Christian Seifert, chief executive of the Deutsche Fußball Liga, has said that there will be more of Germany’s Bundesliga matches shown live on free-to-air television from the 2021-22 season, after it agrees its next cycle of domestic media-rights deals.
Speaking to German newspaper Bild am Sonntag, Seifert said that “the number of games on free-to-air TV will be greater in the next invitation to tender”.
The DFL is currently drafting the tender documents for domestic rights from 2021-22 to 2024-25 with the idea of going to market early this year. Bild has reported that the league would like to increase the number of live Bundesliga fixtures on free-to-air television by three matches to nine each season.
In the current 2017-18 to 2020-21 cycle there are three Bundesliga matches per season shown free-to-air, all broadcast non-exclusively by public-service broadcaster ZDF. The broadcaster also holds non-exclusive live rights to the German Supercup and non-exclusive live rights to two relegation play-off matches between 2. Bundesliga and 3. Liga.

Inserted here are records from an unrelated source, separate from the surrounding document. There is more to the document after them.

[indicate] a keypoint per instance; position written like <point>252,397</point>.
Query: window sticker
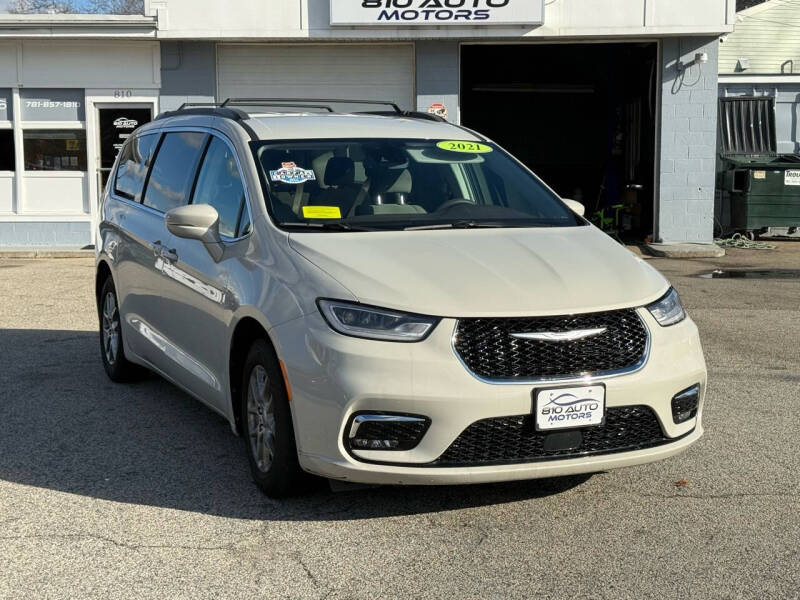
<point>464,147</point>
<point>322,212</point>
<point>292,174</point>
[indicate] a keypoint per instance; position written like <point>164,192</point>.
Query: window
<point>6,150</point>
<point>54,150</point>
<point>407,184</point>
<point>174,169</point>
<point>136,157</point>
<point>220,185</point>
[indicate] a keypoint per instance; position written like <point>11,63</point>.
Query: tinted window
<point>220,185</point>
<point>133,165</point>
<point>6,150</point>
<point>174,169</point>
<point>54,150</point>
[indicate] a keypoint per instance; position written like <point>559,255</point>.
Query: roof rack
<point>228,108</point>
<point>306,102</point>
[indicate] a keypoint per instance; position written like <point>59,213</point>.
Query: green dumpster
<point>760,192</point>
<point>757,187</point>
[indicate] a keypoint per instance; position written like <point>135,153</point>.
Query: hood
<point>485,272</point>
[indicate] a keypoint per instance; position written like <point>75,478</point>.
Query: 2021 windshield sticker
<point>464,147</point>
<point>292,174</point>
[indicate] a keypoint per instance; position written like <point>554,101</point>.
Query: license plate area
<point>569,407</point>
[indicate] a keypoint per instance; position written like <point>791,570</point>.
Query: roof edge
<point>63,20</point>
<point>759,8</point>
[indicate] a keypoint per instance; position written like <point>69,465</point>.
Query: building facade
<point>761,59</point>
<point>612,102</point>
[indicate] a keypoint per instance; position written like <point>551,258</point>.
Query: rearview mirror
<point>196,222</point>
<point>575,206</point>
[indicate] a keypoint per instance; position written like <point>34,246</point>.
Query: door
<point>201,305</point>
<point>115,126</point>
<point>374,72</point>
<point>150,302</point>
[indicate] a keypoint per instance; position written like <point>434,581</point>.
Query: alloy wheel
<point>110,328</point>
<point>261,418</point>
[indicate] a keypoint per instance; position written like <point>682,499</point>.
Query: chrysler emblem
<point>560,336</point>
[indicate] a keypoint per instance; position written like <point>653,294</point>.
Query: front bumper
<point>333,376</point>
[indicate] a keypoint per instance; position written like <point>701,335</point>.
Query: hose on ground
<point>737,240</point>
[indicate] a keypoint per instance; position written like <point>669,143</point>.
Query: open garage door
<point>581,116</point>
<point>374,72</point>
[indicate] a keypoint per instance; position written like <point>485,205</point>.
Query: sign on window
<point>412,13</point>
<point>52,105</point>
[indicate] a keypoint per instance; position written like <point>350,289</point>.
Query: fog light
<point>685,404</point>
<point>384,431</point>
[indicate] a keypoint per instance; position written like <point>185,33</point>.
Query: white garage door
<point>326,71</point>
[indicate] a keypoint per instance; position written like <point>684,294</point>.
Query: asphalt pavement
<point>138,491</point>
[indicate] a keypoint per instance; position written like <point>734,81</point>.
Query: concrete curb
<point>45,253</point>
<point>685,250</point>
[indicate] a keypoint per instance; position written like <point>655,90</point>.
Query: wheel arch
<point>102,273</point>
<point>247,331</point>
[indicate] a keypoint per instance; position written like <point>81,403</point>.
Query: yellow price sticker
<point>464,147</point>
<point>322,212</point>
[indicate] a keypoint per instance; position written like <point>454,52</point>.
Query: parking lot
<point>138,491</point>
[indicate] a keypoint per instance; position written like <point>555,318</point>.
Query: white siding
<point>769,36</point>
<point>371,72</point>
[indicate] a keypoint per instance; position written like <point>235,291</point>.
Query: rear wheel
<point>267,425</point>
<point>112,352</point>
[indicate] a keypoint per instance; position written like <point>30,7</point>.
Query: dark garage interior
<point>581,116</point>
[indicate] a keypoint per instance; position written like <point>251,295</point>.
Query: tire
<point>267,429</point>
<point>112,351</point>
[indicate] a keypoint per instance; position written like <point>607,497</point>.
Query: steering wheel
<point>454,202</point>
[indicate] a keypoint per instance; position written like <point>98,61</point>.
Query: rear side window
<point>173,172</point>
<point>133,165</point>
<point>220,185</point>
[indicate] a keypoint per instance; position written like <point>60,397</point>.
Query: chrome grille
<point>489,348</point>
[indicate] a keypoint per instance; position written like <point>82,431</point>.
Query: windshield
<point>379,184</point>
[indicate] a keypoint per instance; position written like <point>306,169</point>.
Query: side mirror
<point>575,206</point>
<point>197,222</point>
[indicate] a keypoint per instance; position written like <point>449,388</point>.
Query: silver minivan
<point>385,297</point>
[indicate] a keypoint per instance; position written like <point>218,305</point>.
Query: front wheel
<point>117,366</point>
<point>267,425</point>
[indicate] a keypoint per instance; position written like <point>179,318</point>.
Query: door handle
<point>161,251</point>
<point>168,254</point>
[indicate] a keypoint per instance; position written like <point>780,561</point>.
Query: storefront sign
<point>438,109</point>
<point>52,105</point>
<point>465,13</point>
<point>5,105</point>
<point>116,126</point>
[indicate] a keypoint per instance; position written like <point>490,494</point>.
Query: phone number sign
<point>412,13</point>
<point>52,104</point>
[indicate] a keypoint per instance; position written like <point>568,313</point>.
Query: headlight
<point>375,323</point>
<point>669,310</point>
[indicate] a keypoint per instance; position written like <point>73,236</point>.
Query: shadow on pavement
<point>64,426</point>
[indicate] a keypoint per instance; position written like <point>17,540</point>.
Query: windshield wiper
<point>333,226</point>
<point>465,224</point>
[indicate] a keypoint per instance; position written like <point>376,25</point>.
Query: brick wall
<point>688,142</point>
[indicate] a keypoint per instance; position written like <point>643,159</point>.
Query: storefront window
<point>54,150</point>
<point>6,150</point>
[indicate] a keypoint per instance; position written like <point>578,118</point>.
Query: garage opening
<point>581,116</point>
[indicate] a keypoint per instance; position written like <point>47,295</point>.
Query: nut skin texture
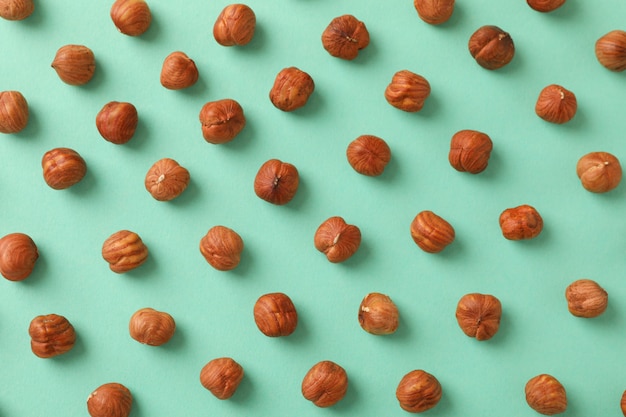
<point>491,47</point>
<point>418,391</point>
<point>337,239</point>
<point>368,155</point>
<point>292,89</point>
<point>521,222</point>
<point>63,168</point>
<point>431,232</point>
<point>13,112</point>
<point>586,298</point>
<point>378,315</point>
<point>110,400</point>
<point>221,377</point>
<point>276,182</point>
<point>599,172</point>
<point>222,247</point>
<point>124,251</point>
<point>479,315</point>
<point>275,315</point>
<point>345,36</point>
<point>235,25</point>
<point>325,384</point>
<point>18,255</point>
<point>166,179</point>
<point>117,121</point>
<point>470,151</point>
<point>74,64</point>
<point>221,120</point>
<point>546,395</point>
<point>151,327</point>
<point>407,91</point>
<point>51,335</point>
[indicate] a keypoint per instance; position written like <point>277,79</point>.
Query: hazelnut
<point>407,91</point>
<point>275,315</point>
<point>110,400</point>
<point>479,315</point>
<point>378,314</point>
<point>418,391</point>
<point>222,247</point>
<point>151,327</point>
<point>166,179</point>
<point>491,47</point>
<point>368,155</point>
<point>221,120</point>
<point>235,25</point>
<point>74,64</point>
<point>18,254</point>
<point>131,17</point>
<point>276,182</point>
<point>470,151</point>
<point>521,222</point>
<point>62,168</point>
<point>585,298</point>
<point>546,395</point>
<point>178,71</point>
<point>221,376</point>
<point>124,251</point>
<point>556,104</point>
<point>325,384</point>
<point>292,89</point>
<point>345,36</point>
<point>51,335</point>
<point>431,232</point>
<point>117,122</point>
<point>13,112</point>
<point>336,239</point>
<point>599,172</point>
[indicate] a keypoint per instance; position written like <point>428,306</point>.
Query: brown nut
<point>275,315</point>
<point>325,384</point>
<point>117,122</point>
<point>222,377</point>
<point>470,151</point>
<point>276,182</point>
<point>18,254</point>
<point>74,64</point>
<point>345,36</point>
<point>407,91</point>
<point>110,400</point>
<point>124,251</point>
<point>131,17</point>
<point>491,47</point>
<point>13,112</point>
<point>221,120</point>
<point>546,395</point>
<point>62,168</point>
<point>521,222</point>
<point>378,314</point>
<point>222,247</point>
<point>51,335</point>
<point>585,298</point>
<point>235,25</point>
<point>431,232</point>
<point>479,315</point>
<point>166,179</point>
<point>292,89</point>
<point>368,155</point>
<point>418,391</point>
<point>599,172</point>
<point>151,327</point>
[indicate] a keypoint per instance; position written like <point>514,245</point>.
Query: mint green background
<point>533,162</point>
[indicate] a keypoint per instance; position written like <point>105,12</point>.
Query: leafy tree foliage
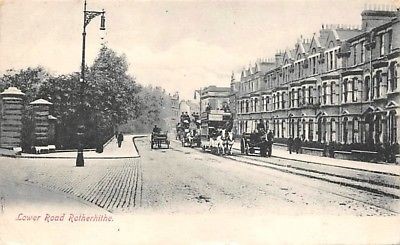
<point>111,97</point>
<point>155,109</point>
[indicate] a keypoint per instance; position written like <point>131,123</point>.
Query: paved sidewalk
<point>111,151</point>
<point>372,167</point>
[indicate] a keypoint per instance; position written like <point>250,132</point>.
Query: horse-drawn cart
<point>159,139</point>
<point>253,143</point>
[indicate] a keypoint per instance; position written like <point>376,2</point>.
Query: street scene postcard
<point>199,122</point>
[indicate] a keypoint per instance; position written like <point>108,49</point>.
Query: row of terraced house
<point>339,86</point>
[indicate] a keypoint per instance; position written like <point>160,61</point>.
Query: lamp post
<point>87,17</point>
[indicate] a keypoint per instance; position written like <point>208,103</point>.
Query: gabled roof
<point>314,44</point>
<point>299,49</point>
<point>345,34</point>
<point>288,56</point>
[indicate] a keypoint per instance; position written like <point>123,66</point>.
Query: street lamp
<point>87,17</point>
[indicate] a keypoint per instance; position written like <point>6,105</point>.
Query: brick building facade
<point>340,86</point>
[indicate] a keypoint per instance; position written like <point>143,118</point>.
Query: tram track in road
<point>378,188</point>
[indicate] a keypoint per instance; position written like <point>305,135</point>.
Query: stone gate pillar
<point>41,112</point>
<point>11,109</point>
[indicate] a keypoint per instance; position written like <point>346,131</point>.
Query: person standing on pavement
<point>120,138</point>
<point>270,141</point>
<point>290,144</point>
<point>297,143</point>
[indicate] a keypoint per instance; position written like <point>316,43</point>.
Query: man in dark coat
<point>297,144</point>
<point>270,141</point>
<point>290,144</point>
<point>120,138</point>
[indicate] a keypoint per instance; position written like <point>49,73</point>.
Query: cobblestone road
<point>114,185</point>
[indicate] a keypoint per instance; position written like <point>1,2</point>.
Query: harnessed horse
<point>227,141</point>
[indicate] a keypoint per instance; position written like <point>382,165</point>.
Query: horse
<point>216,143</point>
<point>227,141</point>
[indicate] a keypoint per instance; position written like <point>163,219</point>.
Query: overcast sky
<point>179,45</point>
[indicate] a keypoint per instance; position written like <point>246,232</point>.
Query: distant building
<point>214,98</point>
<point>175,110</point>
<point>340,86</point>
<point>189,106</point>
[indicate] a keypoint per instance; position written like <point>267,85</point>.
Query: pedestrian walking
<point>120,138</point>
<point>297,144</point>
<point>270,141</point>
<point>290,144</point>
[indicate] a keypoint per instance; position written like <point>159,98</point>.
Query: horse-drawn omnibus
<point>216,132</point>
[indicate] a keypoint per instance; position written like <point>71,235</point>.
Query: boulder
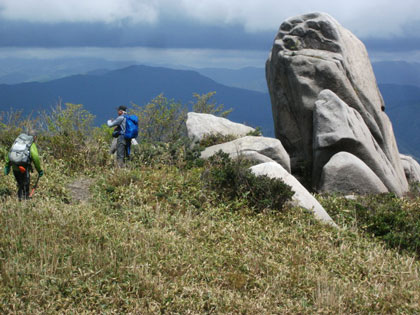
<point>311,53</point>
<point>338,127</point>
<point>411,168</point>
<point>200,125</point>
<point>345,173</point>
<point>259,149</point>
<point>301,197</point>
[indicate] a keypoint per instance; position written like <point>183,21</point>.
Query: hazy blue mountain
<point>103,91</point>
<point>403,108</point>
<point>249,78</point>
<point>397,72</point>
<point>19,70</point>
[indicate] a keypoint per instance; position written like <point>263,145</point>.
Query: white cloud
<point>373,18</point>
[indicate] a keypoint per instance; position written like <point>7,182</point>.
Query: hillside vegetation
<point>159,236</point>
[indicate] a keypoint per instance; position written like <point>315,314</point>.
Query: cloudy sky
<point>233,33</point>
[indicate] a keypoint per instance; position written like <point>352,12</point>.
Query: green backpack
<point>20,153</point>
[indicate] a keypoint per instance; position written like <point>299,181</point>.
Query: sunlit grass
<point>152,240</point>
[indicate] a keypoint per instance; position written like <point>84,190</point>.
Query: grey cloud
<point>169,34</point>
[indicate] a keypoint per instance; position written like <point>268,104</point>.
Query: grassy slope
<point>152,239</point>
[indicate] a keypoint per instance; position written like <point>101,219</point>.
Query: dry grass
<point>151,240</point>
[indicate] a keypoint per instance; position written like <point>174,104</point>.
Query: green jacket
<point>34,159</point>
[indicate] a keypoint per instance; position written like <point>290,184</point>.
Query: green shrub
<point>204,104</point>
<point>233,179</point>
<point>161,120</point>
<point>212,139</point>
<point>69,135</point>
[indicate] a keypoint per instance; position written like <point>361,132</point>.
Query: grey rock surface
<point>345,173</point>
<point>200,125</point>
<point>301,197</point>
<point>259,149</point>
<point>338,127</point>
<point>311,53</point>
<point>411,168</point>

It is claimed that two relegation play-off matches between the top-tier Bundesliga and 2. Bundesliga, along with the opening match from the second tier, would be added to the live free-to-air inventory on offer.
The three regular-season Bundesliga matches aired by ZDF at present are all Friday evening clashes, including the season opener. All regular-season 2. Bundesliga matches are shown exclusively behind a paywall.
Pay-television broadcaster Sky Deutschland broadcasts 266 exclusive live Bundesliga matches per season, while streaming service DAZN broadcasts 40 matches. Sky also holds rights to all 306 2. Bundesliga matches per season.
Including the additional deals with public-service broadcaster ARD (highlights), sports broadcaster Sport1 (highlights), and a direct deal with DAZN (highlights clips), the DFL brings in €1.16bn ($1.28bn) per season from its domestic media-rights deals in the 2017-21 cycle.
Aside from the free-to-air aspect of the tender, Seifert has also previously commented on the Bundesliga strategy following the increased number of pay-television players in the Germany market. He said recently: “If you need three subscriptions to fully consume the Bundesliga, that would, from our point of view, heavily strain the threshold of what is bearable.”
Along with interest from current partners for domestic Bundesliga rights, players such as retail internet giant Amazon, and telco Deutsche Telekom could seek to acquire rights. Both have recently acquired premium football rights in the country: Deutsche Telekom picking up the 2024 Uefa European Championship rights in September, and Amazon acquiring a package of Uefa Champions League rights last month.